19 de novembro de 2012. | N° 1682
ARTIGOS
Por uma política de Estado para o sistema prisional, por João Marcos Buch*
É muito difícil para vítimas da violência, como passageiros de ônibus incendiados, agirem com racionalidade. Qualquer um numa situação dessas, em defesa da vida, abandonaria obviamente o discurso e partiria para a defesa, inclusive com igual ou maior força. É por isso que os agentes públicos, representantes do Estado, precisam manter a racionalidade, pois para isso são legitimamente constituídos. É só a partir dessa racionalidade que é possível ter uma discussão baseada na ética e alteridade. Assim, trago algumas considerações a respeito da violência que vivenciamos, utilizando-me de estudos já feitos sobre o PCC em SP e que, penso, podem servir de lição para SC.
De início, é preciso eliminar o maniqueísmo. Seria mais simples para os “bons cidadãos” que houvesse subculturas delitivas que pudessem ser reprimidas a fim de permitir a estes “bons cidadãos” uma vida em paz. Não é assim que as coisas funcionam. O crime organizado é amorfo, complexo, faz parte da sociedade, com múltiplas posições e variantes. Boa parcela da população, inclusive, o vê de forma positiva, outra parcela de forma negativa e outra nada vê. O que dizer, por exemplo, do microempresário que, numa situação hipotética, consegue recuperar um carro roubado por meio de um “irmão” que toma cerveja com seu filho em um bar de esquina?
Ao que se sabe, em SP o PCC se fortaleceu a partir de três pontos: a) superlotação das cadeias, que na última década duplicou sua massa carcerária, com precariedade dos estabelecimentos e incapacidade do Estado em fornecer condições mínimas de cumprimento de pena conforme a lei determina (isso não foge à regra em Santa Catarina); b) falta de reconhecimento pelo poder público da dimensão e força do PCC; c) investimento na polícia ostensiva como combatente da violência e esvaziamento da Polícia Civil no mister de suas funções.

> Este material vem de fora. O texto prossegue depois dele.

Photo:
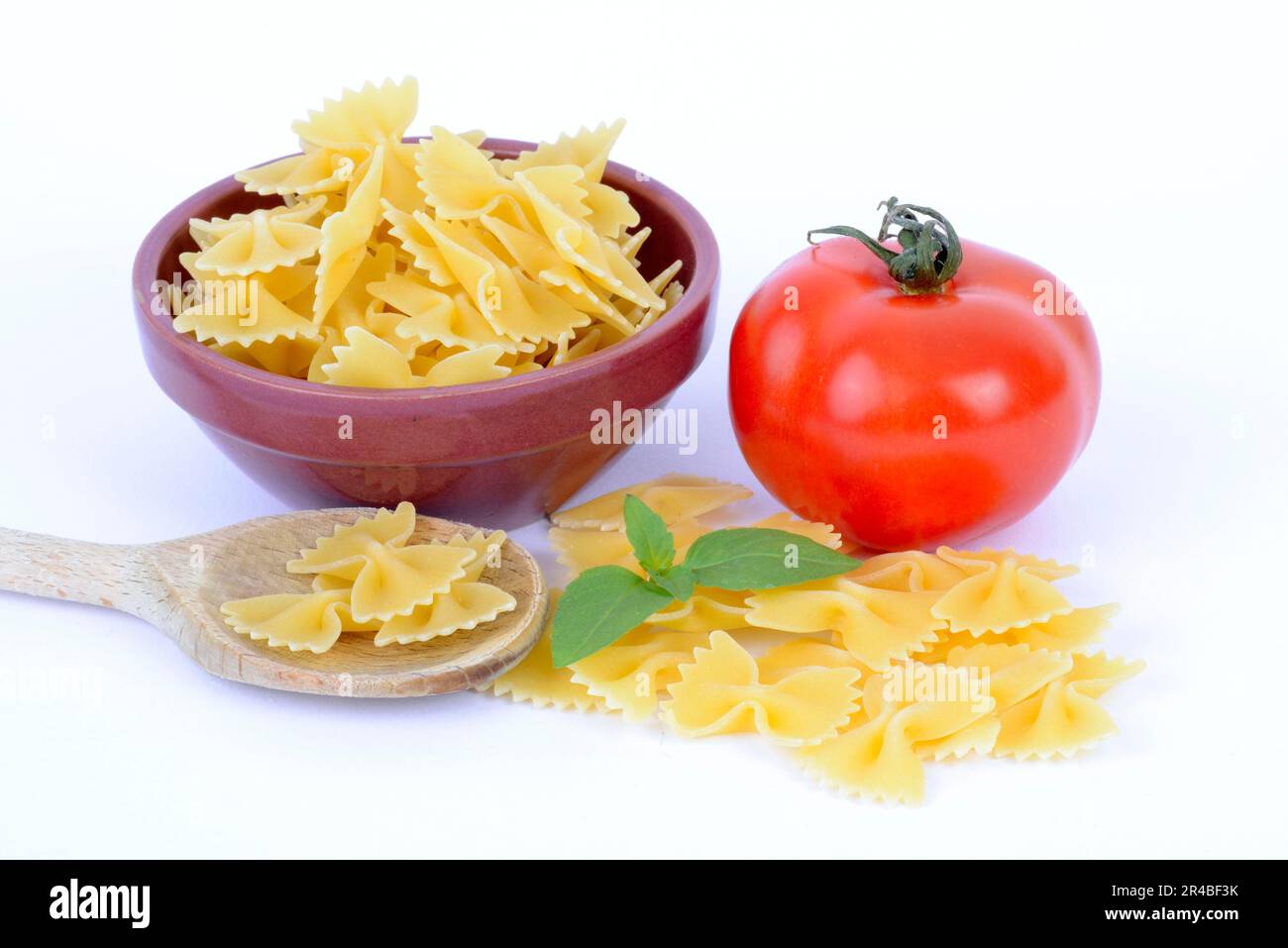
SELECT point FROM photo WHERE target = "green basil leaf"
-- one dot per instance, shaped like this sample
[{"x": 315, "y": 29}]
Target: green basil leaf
[
  {"x": 597, "y": 608},
  {"x": 678, "y": 581},
  {"x": 756, "y": 558},
  {"x": 652, "y": 541}
]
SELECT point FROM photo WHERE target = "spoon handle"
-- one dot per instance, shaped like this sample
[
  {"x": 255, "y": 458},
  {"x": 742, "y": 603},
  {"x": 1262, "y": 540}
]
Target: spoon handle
[{"x": 99, "y": 574}]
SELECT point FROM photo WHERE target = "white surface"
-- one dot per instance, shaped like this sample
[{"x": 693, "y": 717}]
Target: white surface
[{"x": 1136, "y": 153}]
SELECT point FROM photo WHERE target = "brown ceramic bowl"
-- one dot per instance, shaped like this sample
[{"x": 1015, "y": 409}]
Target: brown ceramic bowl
[{"x": 498, "y": 454}]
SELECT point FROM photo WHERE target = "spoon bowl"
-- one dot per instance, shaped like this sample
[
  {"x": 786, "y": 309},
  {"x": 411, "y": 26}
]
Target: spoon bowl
[{"x": 179, "y": 584}]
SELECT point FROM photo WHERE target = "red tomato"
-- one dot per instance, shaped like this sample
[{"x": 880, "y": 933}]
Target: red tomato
[{"x": 912, "y": 420}]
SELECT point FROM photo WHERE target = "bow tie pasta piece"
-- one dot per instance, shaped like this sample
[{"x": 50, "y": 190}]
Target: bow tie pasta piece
[
  {"x": 879, "y": 758},
  {"x": 1014, "y": 672},
  {"x": 434, "y": 316},
  {"x": 300, "y": 621},
  {"x": 344, "y": 237},
  {"x": 820, "y": 533},
  {"x": 539, "y": 261},
  {"x": 539, "y": 247},
  {"x": 356, "y": 305},
  {"x": 610, "y": 211},
  {"x": 539, "y": 682},
  {"x": 342, "y": 553},
  {"x": 706, "y": 610},
  {"x": 674, "y": 497},
  {"x": 979, "y": 737},
  {"x": 587, "y": 149},
  {"x": 320, "y": 170},
  {"x": 393, "y": 581},
  {"x": 720, "y": 693},
  {"x": 630, "y": 674},
  {"x": 456, "y": 176},
  {"x": 286, "y": 283},
  {"x": 468, "y": 366},
  {"x": 365, "y": 119},
  {"x": 417, "y": 244},
  {"x": 799, "y": 655},
  {"x": 643, "y": 317},
  {"x": 911, "y": 571},
  {"x": 241, "y": 311},
  {"x": 511, "y": 303},
  {"x": 877, "y": 626},
  {"x": 570, "y": 350},
  {"x": 557, "y": 204},
  {"x": 387, "y": 579},
  {"x": 1064, "y": 717},
  {"x": 1074, "y": 631},
  {"x": 368, "y": 361},
  {"x": 467, "y": 604},
  {"x": 259, "y": 241},
  {"x": 1004, "y": 590}
]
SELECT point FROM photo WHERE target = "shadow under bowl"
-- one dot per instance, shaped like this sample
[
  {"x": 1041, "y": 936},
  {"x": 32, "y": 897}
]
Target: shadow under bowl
[{"x": 500, "y": 454}]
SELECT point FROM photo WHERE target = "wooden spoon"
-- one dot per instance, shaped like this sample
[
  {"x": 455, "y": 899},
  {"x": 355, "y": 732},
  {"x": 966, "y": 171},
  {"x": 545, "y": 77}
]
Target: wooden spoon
[{"x": 179, "y": 584}]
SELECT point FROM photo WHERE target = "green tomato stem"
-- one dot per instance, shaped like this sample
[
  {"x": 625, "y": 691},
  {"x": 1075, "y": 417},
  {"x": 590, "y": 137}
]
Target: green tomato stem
[{"x": 930, "y": 254}]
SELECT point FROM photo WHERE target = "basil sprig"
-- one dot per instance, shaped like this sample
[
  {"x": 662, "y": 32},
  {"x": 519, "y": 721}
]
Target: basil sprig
[{"x": 604, "y": 603}]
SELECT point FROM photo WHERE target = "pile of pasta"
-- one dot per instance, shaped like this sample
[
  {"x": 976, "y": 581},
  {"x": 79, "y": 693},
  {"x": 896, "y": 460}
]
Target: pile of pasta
[
  {"x": 391, "y": 264},
  {"x": 369, "y": 579},
  {"x": 823, "y": 685}
]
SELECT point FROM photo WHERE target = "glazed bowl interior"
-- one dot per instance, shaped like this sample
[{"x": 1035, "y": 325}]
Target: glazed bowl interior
[{"x": 500, "y": 453}]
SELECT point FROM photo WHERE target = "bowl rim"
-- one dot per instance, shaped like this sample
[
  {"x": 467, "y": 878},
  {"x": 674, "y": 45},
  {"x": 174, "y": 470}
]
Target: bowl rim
[{"x": 699, "y": 288}]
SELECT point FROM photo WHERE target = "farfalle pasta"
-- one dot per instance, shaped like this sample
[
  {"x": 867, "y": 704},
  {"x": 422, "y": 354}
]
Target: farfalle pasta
[
  {"x": 368, "y": 579},
  {"x": 720, "y": 691},
  {"x": 420, "y": 264},
  {"x": 870, "y": 678}
]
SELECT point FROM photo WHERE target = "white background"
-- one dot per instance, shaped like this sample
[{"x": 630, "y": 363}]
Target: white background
[{"x": 1133, "y": 150}]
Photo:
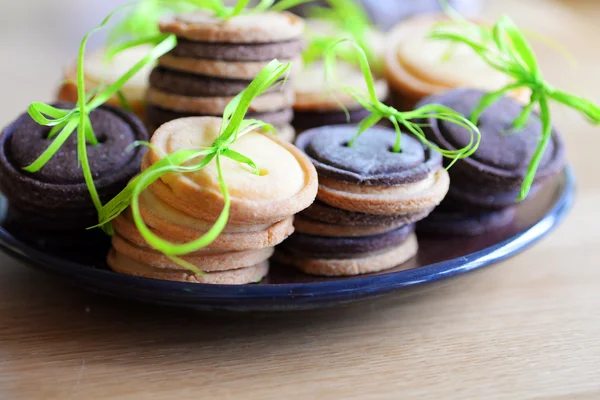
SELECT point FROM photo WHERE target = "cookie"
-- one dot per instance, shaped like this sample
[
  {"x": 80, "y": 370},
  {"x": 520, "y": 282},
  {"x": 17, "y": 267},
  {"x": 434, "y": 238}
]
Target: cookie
[
  {"x": 264, "y": 27},
  {"x": 367, "y": 263},
  {"x": 156, "y": 116},
  {"x": 265, "y": 103},
  {"x": 369, "y": 177},
  {"x": 221, "y": 69},
  {"x": 324, "y": 213},
  {"x": 448, "y": 223},
  {"x": 304, "y": 120},
  {"x": 417, "y": 67},
  {"x": 208, "y": 262},
  {"x": 315, "y": 94},
  {"x": 286, "y": 185},
  {"x": 312, "y": 227},
  {"x": 240, "y": 241},
  {"x": 99, "y": 72},
  {"x": 58, "y": 189},
  {"x": 493, "y": 175},
  {"x": 283, "y": 50},
  {"x": 122, "y": 264}
]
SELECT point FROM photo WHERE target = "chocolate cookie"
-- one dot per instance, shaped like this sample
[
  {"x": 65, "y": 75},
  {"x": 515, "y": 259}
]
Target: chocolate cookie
[
  {"x": 304, "y": 120},
  {"x": 58, "y": 189},
  {"x": 323, "y": 247},
  {"x": 239, "y": 51},
  {"x": 493, "y": 175},
  {"x": 371, "y": 160}
]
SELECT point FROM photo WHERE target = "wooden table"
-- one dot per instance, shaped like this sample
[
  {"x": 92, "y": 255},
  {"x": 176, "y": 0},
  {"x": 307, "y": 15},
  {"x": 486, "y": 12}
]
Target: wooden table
[{"x": 528, "y": 328}]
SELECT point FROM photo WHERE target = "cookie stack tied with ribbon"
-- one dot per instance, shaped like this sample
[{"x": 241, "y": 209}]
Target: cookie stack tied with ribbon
[
  {"x": 214, "y": 197},
  {"x": 417, "y": 66},
  {"x": 216, "y": 59},
  {"x": 55, "y": 197},
  {"x": 485, "y": 188},
  {"x": 369, "y": 198},
  {"x": 181, "y": 208}
]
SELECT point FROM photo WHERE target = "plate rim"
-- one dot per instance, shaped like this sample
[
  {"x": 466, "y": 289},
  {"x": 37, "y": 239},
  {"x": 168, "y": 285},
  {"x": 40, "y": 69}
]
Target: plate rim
[{"x": 351, "y": 287}]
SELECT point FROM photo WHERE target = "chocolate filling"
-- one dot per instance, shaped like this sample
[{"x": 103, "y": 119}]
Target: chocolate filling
[
  {"x": 371, "y": 160},
  {"x": 345, "y": 247},
  {"x": 239, "y": 52}
]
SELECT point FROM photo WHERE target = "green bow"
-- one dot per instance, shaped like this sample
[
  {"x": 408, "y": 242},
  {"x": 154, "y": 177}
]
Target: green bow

A atuação para enfrentamento do fenômeno demanda, portanto, muito mais conhecimento. Sua solução passa pela compreensão certa do porquê dessa onda de violência, a que e a quem servem e como se sustentam. Como sugestão e ponto de partida, penso que: a) A segurança pública e o sistema prisional devem ser políticas de Estado e não de governo. Precisam apontar projetos sólidos de investimento junto às unidades prisionais, com salubridade para os presos, atendimento mínimo da sua saúde e fornecimento de estudo e trabalho. Enfim, o Estado precisa definitivamente superar os modelos medievais e violadores de nossos presídios e lá se fazer presente. b) A Polícia Militar, Polícia Civil e gerentes e diretores de presídios e penitenciárias devem dialogar em caráter permanente, agindo de forma integrada, cada um dentro de suas atribuições, todos parte do Estado, além do que igualmente precisam de investimentos em número de servidores, valorizados e capacitados. E mais: precisam essas instituições compreender que violência gera violência e, portanto, sua atuação deve ser nos estritos termos da lei. c) O Judiciário deve se fazer presente dentro das unidades prisionais, em diálogo franco com a população carcerária e com os agentes penitenciários, como verdadeiro guardião da Constituição, determinando o respeito aos direitos fundamentais e à aplicação da lei, que existe tanto para obrigar o cumprimento correto das penas como e, principalmente, para garantir o respeito aos direitos dos detentos.
Espera-se que a situação volte à normalidade logo. Porém, sem uma política de Estado séria de investimento nos presídios, será apenas questão de tempo para novos incidentes, talvez mais graves. Pois, como já disse Dostoyevsky, o grau de civilização em uma sociedade pode ser medido entrando em suas prisões.